After abort, the Rollout goes to Degraded state. Run retry to restore stable:

kubectl argo rollouts abort lumen-api -n lumen
kubectl argo rollouts retry rollout lumen-api -n lumen

Promotion Strategies

Option 1: Manual pause

steps:
  - setWeight: 20
  - pause: {}       # waits forever until `promote` command
  - setWeight: 100

Promotes manually. Best for learning and validation.

Option 2: Timed pause

steps:
  - setWeight: 20
  - pause: {duration: 10m}   # auto-promotes after 10 minutes
  - setWeight: 100

Promotes automatically after the timeout.
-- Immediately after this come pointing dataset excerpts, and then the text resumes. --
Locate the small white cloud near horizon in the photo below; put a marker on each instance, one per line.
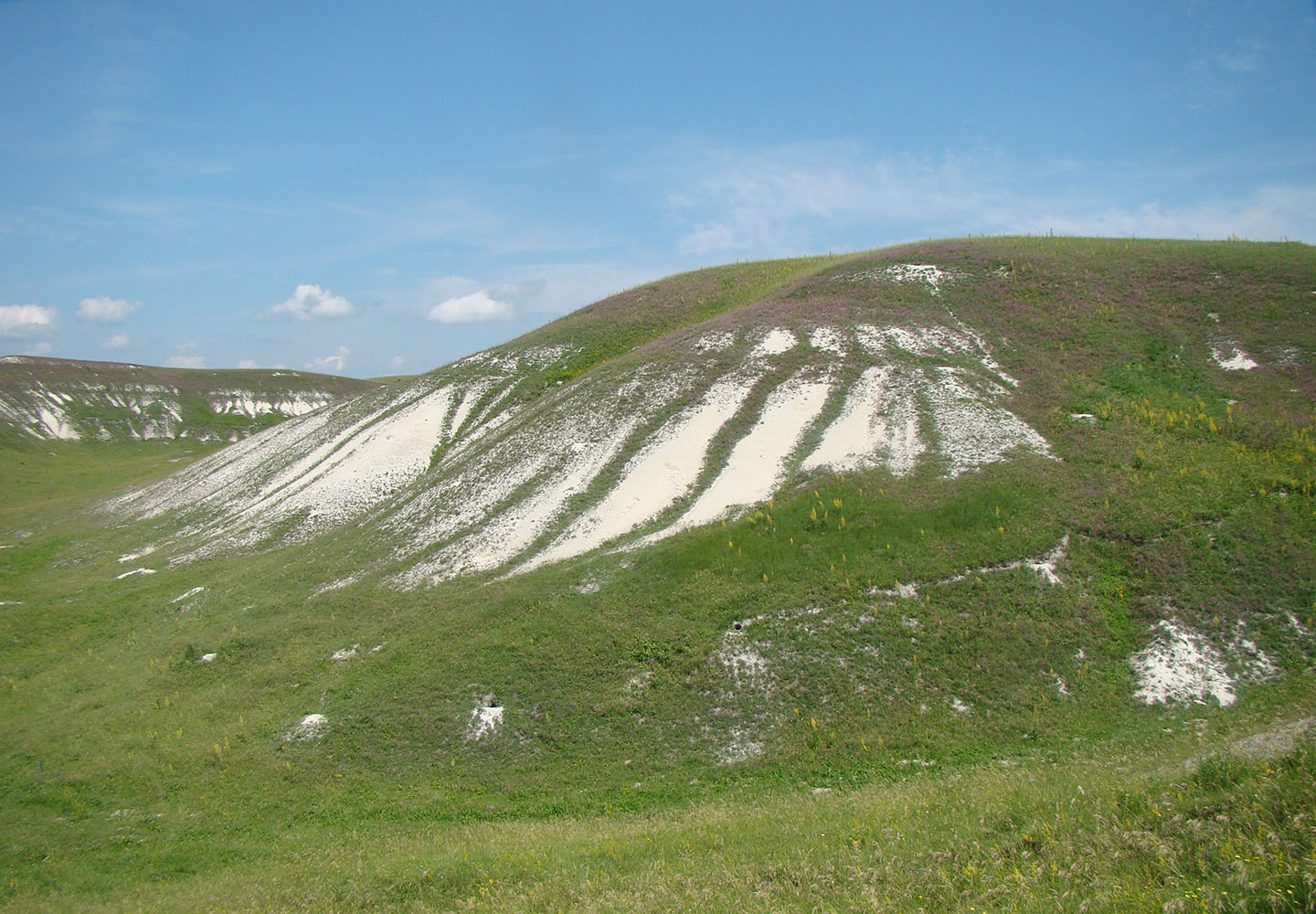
(310, 301)
(104, 308)
(474, 308)
(18, 320)
(334, 364)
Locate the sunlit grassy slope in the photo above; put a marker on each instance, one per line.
(977, 746)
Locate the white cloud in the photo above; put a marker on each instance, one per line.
(474, 308)
(310, 301)
(18, 320)
(105, 308)
(334, 364)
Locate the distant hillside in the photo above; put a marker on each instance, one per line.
(57, 398)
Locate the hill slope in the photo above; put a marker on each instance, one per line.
(53, 398)
(817, 544)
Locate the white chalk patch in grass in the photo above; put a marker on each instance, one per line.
(1236, 361)
(774, 343)
(927, 272)
(1045, 565)
(878, 424)
(484, 720)
(740, 657)
(136, 570)
(1181, 665)
(661, 473)
(1259, 665)
(827, 339)
(335, 585)
(971, 430)
(740, 749)
(311, 728)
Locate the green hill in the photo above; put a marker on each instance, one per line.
(960, 576)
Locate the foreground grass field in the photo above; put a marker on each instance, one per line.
(745, 717)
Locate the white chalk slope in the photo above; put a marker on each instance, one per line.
(42, 398)
(481, 468)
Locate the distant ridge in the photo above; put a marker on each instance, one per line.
(45, 398)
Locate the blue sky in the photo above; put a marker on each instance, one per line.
(377, 188)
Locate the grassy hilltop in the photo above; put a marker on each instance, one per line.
(876, 689)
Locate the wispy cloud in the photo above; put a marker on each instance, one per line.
(816, 197)
(335, 362)
(1247, 57)
(105, 308)
(474, 308)
(187, 356)
(20, 320)
(310, 302)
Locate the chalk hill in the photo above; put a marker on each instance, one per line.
(57, 398)
(493, 463)
(947, 552)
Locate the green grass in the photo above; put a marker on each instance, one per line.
(133, 777)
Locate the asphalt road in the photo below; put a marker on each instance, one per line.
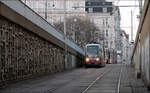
(102, 80)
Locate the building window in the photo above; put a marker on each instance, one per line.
(90, 10)
(105, 10)
(107, 33)
(106, 44)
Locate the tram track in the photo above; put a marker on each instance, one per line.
(100, 77)
(93, 82)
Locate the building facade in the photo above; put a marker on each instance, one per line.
(125, 47)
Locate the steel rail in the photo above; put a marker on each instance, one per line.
(93, 82)
(119, 81)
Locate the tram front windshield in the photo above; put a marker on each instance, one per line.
(92, 51)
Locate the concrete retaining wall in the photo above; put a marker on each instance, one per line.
(29, 46)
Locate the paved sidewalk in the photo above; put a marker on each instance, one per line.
(129, 83)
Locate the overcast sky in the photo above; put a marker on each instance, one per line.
(126, 17)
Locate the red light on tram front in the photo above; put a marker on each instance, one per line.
(87, 60)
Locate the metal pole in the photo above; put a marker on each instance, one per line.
(65, 34)
(131, 26)
(46, 9)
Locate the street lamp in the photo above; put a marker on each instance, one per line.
(66, 63)
(74, 30)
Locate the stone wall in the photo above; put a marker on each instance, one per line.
(23, 54)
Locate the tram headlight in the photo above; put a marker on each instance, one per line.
(87, 59)
(97, 59)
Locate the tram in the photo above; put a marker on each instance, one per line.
(94, 56)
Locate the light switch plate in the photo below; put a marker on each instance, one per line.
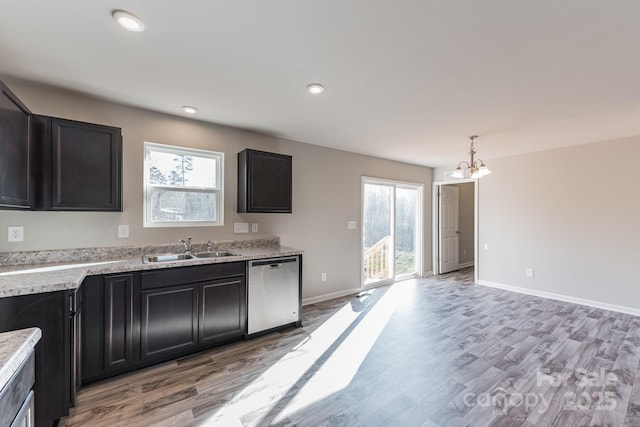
(240, 227)
(15, 233)
(123, 231)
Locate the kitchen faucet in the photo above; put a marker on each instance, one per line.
(187, 245)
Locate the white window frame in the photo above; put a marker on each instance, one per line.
(148, 187)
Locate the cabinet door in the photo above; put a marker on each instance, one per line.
(86, 163)
(222, 310)
(169, 321)
(14, 151)
(118, 322)
(264, 182)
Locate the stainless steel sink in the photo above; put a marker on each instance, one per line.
(166, 258)
(216, 254)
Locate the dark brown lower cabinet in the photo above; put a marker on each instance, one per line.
(138, 319)
(50, 313)
(169, 321)
(118, 322)
(222, 310)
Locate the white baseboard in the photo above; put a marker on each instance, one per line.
(325, 297)
(565, 298)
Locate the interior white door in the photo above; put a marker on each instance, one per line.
(448, 230)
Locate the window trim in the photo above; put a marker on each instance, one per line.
(148, 188)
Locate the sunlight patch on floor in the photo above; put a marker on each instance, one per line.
(343, 364)
(263, 393)
(259, 399)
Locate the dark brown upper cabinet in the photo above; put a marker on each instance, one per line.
(264, 182)
(15, 141)
(79, 165)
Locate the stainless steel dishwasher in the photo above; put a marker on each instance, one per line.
(274, 294)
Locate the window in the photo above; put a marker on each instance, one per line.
(391, 230)
(182, 186)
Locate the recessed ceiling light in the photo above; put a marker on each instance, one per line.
(315, 88)
(189, 109)
(128, 21)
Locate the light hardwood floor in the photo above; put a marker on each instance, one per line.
(428, 352)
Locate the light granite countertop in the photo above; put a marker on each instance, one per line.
(40, 278)
(15, 347)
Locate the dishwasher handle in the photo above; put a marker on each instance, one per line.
(272, 263)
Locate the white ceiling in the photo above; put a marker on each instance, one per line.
(405, 79)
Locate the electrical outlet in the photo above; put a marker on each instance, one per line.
(123, 231)
(15, 233)
(240, 227)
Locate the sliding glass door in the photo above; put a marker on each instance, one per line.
(391, 231)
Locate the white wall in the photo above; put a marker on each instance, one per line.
(572, 215)
(326, 190)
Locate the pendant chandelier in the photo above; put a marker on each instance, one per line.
(476, 167)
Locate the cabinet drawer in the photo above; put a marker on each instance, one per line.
(177, 276)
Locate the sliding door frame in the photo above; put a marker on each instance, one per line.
(418, 232)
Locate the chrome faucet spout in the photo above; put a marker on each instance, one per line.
(187, 245)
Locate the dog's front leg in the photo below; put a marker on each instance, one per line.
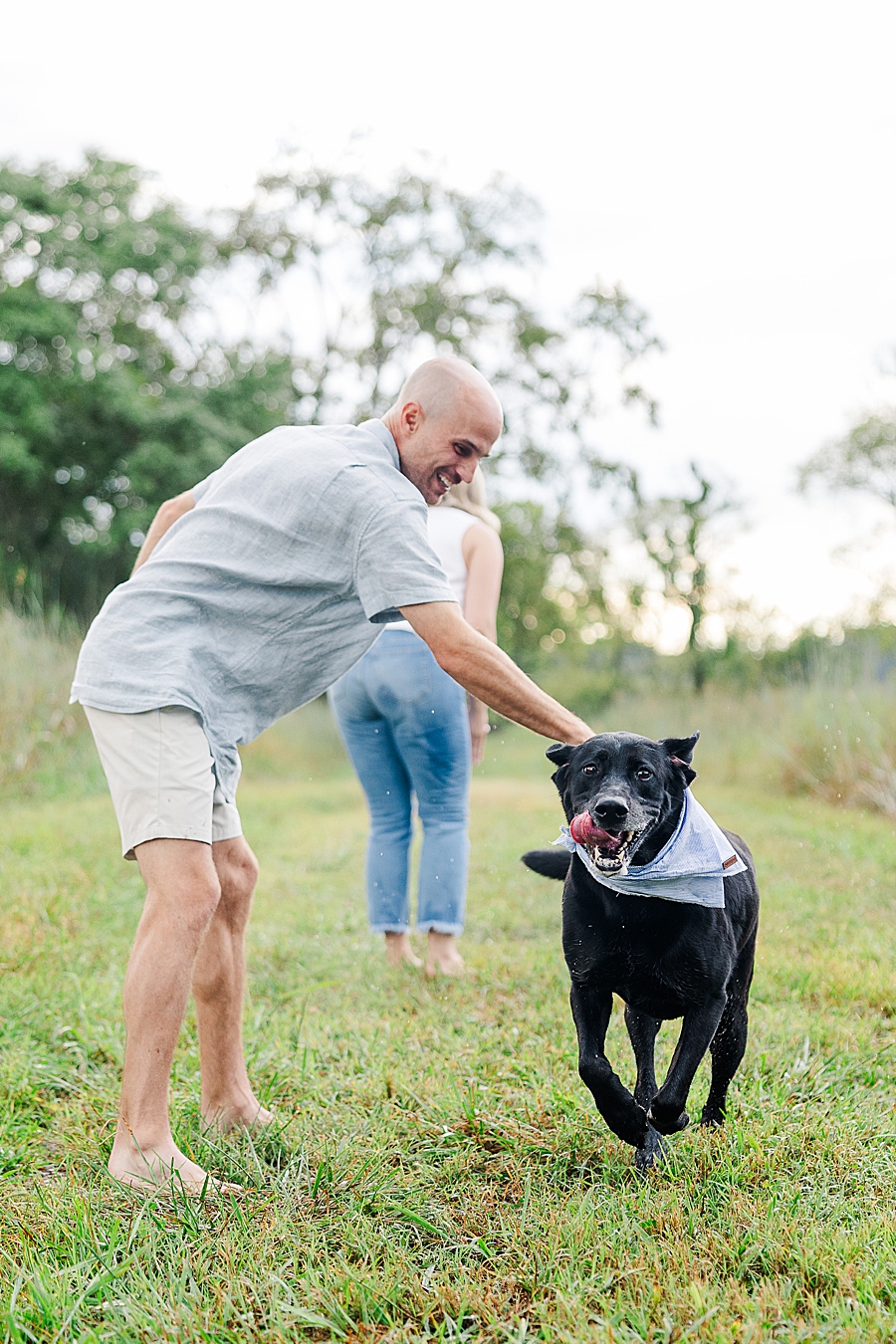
(642, 1032)
(591, 1007)
(668, 1108)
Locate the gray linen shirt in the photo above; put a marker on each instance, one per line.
(300, 548)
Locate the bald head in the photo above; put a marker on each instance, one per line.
(439, 386)
(445, 419)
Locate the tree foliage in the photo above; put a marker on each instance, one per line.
(864, 460)
(412, 268)
(107, 403)
(113, 396)
(677, 534)
(553, 593)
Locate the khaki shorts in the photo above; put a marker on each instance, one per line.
(161, 779)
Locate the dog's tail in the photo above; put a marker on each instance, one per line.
(550, 863)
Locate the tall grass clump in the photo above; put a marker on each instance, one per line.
(43, 740)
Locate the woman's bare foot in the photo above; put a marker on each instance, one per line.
(442, 955)
(399, 951)
(161, 1168)
(239, 1113)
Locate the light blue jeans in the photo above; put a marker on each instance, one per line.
(406, 729)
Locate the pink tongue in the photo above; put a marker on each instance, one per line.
(584, 830)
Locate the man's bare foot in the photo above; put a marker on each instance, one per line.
(161, 1170)
(442, 955)
(399, 951)
(241, 1113)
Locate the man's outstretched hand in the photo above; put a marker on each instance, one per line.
(489, 675)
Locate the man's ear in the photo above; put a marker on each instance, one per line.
(680, 752)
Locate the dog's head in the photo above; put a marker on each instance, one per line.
(622, 793)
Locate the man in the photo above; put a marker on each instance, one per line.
(251, 594)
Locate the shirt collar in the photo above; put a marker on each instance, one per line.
(384, 436)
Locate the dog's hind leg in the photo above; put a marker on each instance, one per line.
(700, 1024)
(642, 1032)
(727, 1048)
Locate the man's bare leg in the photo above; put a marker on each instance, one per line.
(399, 951)
(183, 891)
(219, 983)
(442, 955)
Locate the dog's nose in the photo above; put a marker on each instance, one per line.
(611, 812)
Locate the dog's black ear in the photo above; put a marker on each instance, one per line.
(680, 752)
(560, 753)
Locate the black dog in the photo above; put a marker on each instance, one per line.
(661, 957)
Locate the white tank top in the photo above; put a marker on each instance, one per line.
(446, 529)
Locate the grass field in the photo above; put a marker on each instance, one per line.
(438, 1171)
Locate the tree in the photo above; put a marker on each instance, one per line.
(412, 268)
(108, 403)
(676, 533)
(553, 587)
(864, 460)
(112, 399)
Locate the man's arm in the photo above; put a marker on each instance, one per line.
(488, 674)
(168, 514)
(484, 560)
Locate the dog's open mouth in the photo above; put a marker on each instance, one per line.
(607, 849)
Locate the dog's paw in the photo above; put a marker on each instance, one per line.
(630, 1125)
(652, 1153)
(714, 1117)
(668, 1120)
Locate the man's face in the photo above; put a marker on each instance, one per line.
(439, 453)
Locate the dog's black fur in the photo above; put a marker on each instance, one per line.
(661, 957)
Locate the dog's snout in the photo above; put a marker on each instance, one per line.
(611, 810)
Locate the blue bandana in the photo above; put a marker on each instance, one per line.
(688, 868)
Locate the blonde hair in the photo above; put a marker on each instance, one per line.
(472, 499)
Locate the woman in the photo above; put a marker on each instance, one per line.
(411, 736)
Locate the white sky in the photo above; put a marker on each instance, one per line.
(731, 165)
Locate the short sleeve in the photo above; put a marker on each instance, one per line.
(395, 564)
(199, 490)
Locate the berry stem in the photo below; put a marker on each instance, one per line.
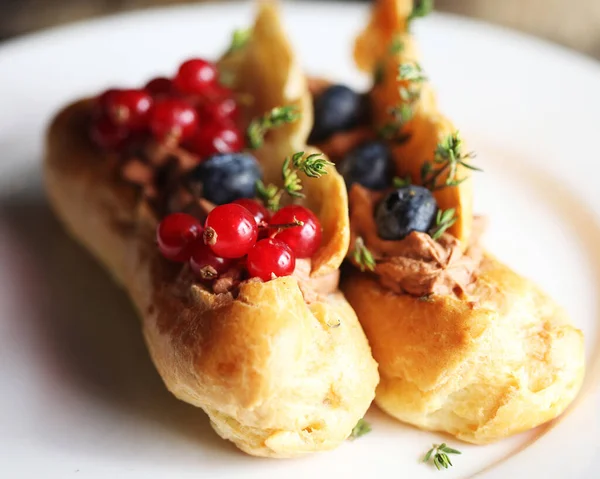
(282, 226)
(210, 236)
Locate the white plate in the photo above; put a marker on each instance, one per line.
(79, 396)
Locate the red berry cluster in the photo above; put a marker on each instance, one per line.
(242, 232)
(192, 110)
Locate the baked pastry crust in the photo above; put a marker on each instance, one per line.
(277, 376)
(482, 365)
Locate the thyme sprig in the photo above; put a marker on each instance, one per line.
(274, 118)
(444, 219)
(447, 158)
(438, 455)
(362, 427)
(362, 256)
(410, 79)
(239, 39)
(396, 46)
(420, 9)
(313, 166)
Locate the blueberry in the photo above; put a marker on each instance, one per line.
(225, 177)
(369, 164)
(338, 108)
(401, 211)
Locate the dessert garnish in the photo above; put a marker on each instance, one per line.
(404, 210)
(438, 455)
(337, 108)
(242, 234)
(313, 165)
(362, 427)
(239, 39)
(421, 8)
(410, 80)
(442, 172)
(369, 164)
(272, 119)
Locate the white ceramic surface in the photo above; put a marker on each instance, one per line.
(79, 396)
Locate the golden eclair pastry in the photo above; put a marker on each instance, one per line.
(281, 367)
(464, 344)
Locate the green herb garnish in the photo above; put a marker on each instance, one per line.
(443, 220)
(439, 454)
(313, 165)
(272, 119)
(448, 157)
(410, 77)
(239, 39)
(421, 8)
(379, 73)
(362, 427)
(362, 256)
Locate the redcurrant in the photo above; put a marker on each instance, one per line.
(270, 258)
(260, 213)
(128, 108)
(305, 239)
(216, 137)
(173, 120)
(106, 134)
(176, 235)
(196, 76)
(220, 109)
(205, 263)
(230, 231)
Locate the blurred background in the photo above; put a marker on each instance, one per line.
(573, 23)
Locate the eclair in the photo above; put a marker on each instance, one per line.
(465, 345)
(199, 196)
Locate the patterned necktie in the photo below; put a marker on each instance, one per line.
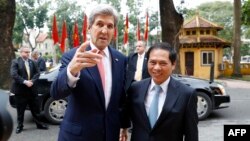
(26, 63)
(101, 70)
(153, 109)
(138, 73)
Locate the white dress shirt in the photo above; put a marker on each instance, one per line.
(139, 65)
(162, 96)
(72, 80)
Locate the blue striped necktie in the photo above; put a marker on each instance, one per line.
(153, 109)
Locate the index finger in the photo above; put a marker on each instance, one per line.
(83, 46)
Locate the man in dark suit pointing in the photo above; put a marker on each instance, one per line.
(92, 77)
(162, 108)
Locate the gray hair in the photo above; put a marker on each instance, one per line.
(102, 9)
(35, 53)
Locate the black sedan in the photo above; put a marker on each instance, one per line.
(211, 95)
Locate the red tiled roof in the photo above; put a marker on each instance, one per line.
(41, 37)
(203, 39)
(199, 22)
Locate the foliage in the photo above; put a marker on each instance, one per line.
(246, 12)
(30, 15)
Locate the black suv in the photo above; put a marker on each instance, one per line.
(211, 95)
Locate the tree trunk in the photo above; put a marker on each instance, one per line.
(171, 23)
(236, 38)
(7, 16)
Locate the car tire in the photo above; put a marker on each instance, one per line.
(204, 105)
(54, 110)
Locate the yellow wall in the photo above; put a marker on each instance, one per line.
(202, 71)
(228, 69)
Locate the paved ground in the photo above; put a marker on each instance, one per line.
(209, 130)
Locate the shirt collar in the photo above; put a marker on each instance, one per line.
(142, 55)
(163, 85)
(106, 50)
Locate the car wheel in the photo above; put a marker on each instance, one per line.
(55, 109)
(204, 105)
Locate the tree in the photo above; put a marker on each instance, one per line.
(237, 38)
(246, 13)
(71, 13)
(7, 16)
(171, 22)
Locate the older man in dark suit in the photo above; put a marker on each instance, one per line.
(39, 60)
(162, 108)
(137, 64)
(92, 76)
(24, 73)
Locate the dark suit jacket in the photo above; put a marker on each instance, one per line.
(131, 69)
(41, 64)
(177, 119)
(19, 74)
(86, 118)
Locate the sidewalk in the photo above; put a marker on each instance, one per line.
(232, 83)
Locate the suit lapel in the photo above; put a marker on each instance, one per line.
(171, 98)
(115, 72)
(22, 68)
(93, 71)
(142, 96)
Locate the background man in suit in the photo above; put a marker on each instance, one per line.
(161, 107)
(24, 73)
(39, 60)
(92, 77)
(137, 65)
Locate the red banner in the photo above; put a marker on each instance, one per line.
(64, 36)
(138, 34)
(146, 28)
(85, 28)
(125, 39)
(76, 41)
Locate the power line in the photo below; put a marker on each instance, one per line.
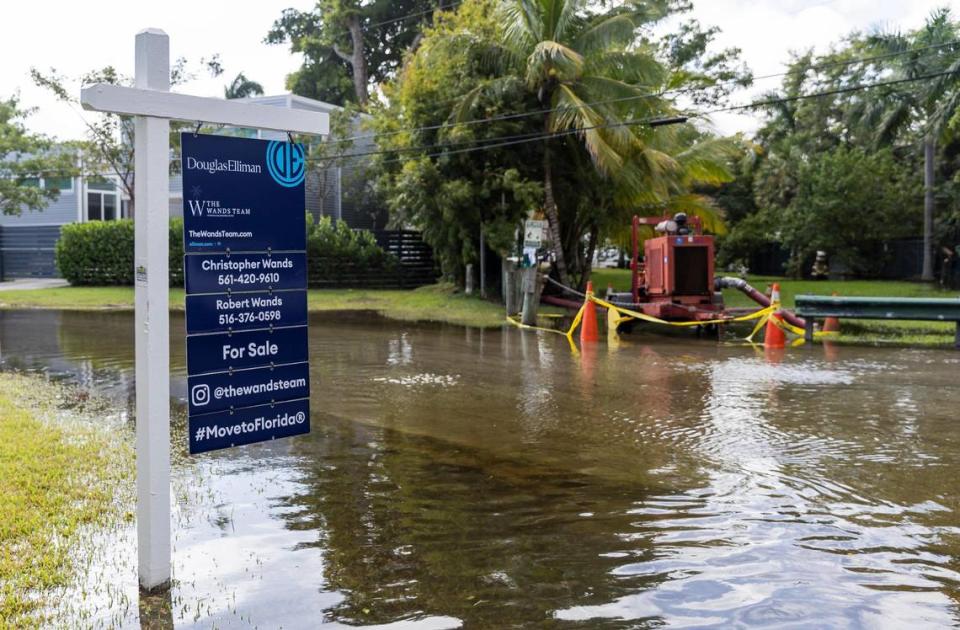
(503, 142)
(676, 91)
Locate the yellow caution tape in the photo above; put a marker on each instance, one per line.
(762, 316)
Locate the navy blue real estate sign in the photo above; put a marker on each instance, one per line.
(242, 195)
(245, 272)
(217, 273)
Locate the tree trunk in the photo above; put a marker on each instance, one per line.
(929, 148)
(358, 62)
(553, 217)
(591, 250)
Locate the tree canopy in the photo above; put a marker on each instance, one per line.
(884, 99)
(575, 86)
(349, 45)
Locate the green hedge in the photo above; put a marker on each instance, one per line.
(339, 255)
(101, 253)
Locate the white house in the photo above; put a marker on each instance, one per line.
(27, 240)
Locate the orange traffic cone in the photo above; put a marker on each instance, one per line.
(831, 324)
(588, 325)
(773, 336)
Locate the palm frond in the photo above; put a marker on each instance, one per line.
(615, 32)
(551, 59)
(568, 18)
(635, 67)
(706, 162)
(523, 23)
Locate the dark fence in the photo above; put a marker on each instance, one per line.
(410, 265)
(27, 251)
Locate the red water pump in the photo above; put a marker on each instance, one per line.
(675, 278)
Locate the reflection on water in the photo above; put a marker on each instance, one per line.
(494, 478)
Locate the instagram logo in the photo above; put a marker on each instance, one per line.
(200, 395)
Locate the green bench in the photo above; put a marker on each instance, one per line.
(811, 307)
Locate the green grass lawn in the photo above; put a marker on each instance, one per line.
(57, 478)
(440, 302)
(859, 331)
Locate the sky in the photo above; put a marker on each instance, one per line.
(76, 37)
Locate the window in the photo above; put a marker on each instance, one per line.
(101, 184)
(62, 184)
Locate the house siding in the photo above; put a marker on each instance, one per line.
(62, 210)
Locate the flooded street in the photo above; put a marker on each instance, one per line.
(493, 478)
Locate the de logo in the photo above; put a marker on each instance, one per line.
(286, 163)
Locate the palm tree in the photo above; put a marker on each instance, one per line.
(590, 77)
(926, 103)
(242, 87)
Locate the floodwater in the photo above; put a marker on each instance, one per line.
(491, 479)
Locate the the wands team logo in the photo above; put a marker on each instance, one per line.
(286, 163)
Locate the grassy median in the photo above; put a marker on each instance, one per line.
(438, 303)
(62, 473)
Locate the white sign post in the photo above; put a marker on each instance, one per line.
(154, 106)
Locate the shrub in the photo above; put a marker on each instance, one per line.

Can still abort during the wait.

Option 3: Analysis — current config ✅

steps:
  - setWeight: 20
  - analysis:
      templates:
        - templateName: success-rate
  - setWeight: 80
  - analysis:
      templates:
        - templateName: success-rate
  - setWeight: 100

AnalysisTemplate (05-analysis-template.yaml) queries Prometheus every minute:

successCondition: result[0] >= 0.95   # 95% HTTP success rate
failureLimit: 3                        # 3 consecutive failures → auto rollback
query: |
  sum(rate(http_requests_total{app="lumen-api",status!~"5.."}[2m]))
  /
  sum(rate(http_requests_total{app="lumen-api"}[2m]))

If success rate drops below 95% for 3 checks in a row → automatic rollback to stable. No human intervention needed.